Considering that most of the DeFi protocols and platforms are effectively self-operating smart contacts or a series of smart contracts ‘talking’ to one another, what was needed was a solution that was able to interact with this interface. I say it was because the remedy is here. These DeFi-first smart contracts communicate with ‘the outside’ world via so-called ‘Oracles’ that are themselves smart contracts – querying external data sources or APIs.
The AMLT Oracle fits this framework for a DeFi AML solution by being built out of the ERC-20 technical standard, enabling it to ‘talk’ to other smart contracts.
How it works is relatively simple. Any DeFi platform has the ability to query this ‘Oracle’ and receive an AML risk score for a transaction or wallet. If the risk of such a transaction is too high, the DeFi protocol can reject the transaction at its set discretion.
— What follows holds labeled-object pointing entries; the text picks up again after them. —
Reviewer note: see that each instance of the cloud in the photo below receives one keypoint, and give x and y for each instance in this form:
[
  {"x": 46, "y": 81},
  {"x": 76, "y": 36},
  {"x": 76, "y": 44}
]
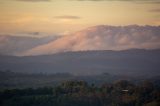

This system is able to deal with the vast majority of queries.
The final frontier in DeFi is that of KYC-focused (Know Your Customer) compliance. This is accomplished via a centralized repository of checked addresses with connected KYC information.
In addition, the protocol should have ongoing analysis of its network and be able to freeze risky funds, reject transactions, prepare SARs (Suspicious Activity Reports), and present the risk analysis of the entire network to the regulators or FIUs (Financial Intelligence Units) in a comprehensive manner.
These are actually simple asks and can easily be achieved with the correct system. One that now exists.
DeFi has coined the phrase “BUIDL” – where users are encouraged to be proactive in the crypto space rather than simply passively HODLing assets. But without meeting regulatory compliance, there will be no mainstream adoption in the long run. No Napster moment. DeFi + compliance = growth.
With Coinfirm’s AMLT Oracle release, we aim to allow users and development teams to continue to BUIDL in DeFi without the worry of sanctions.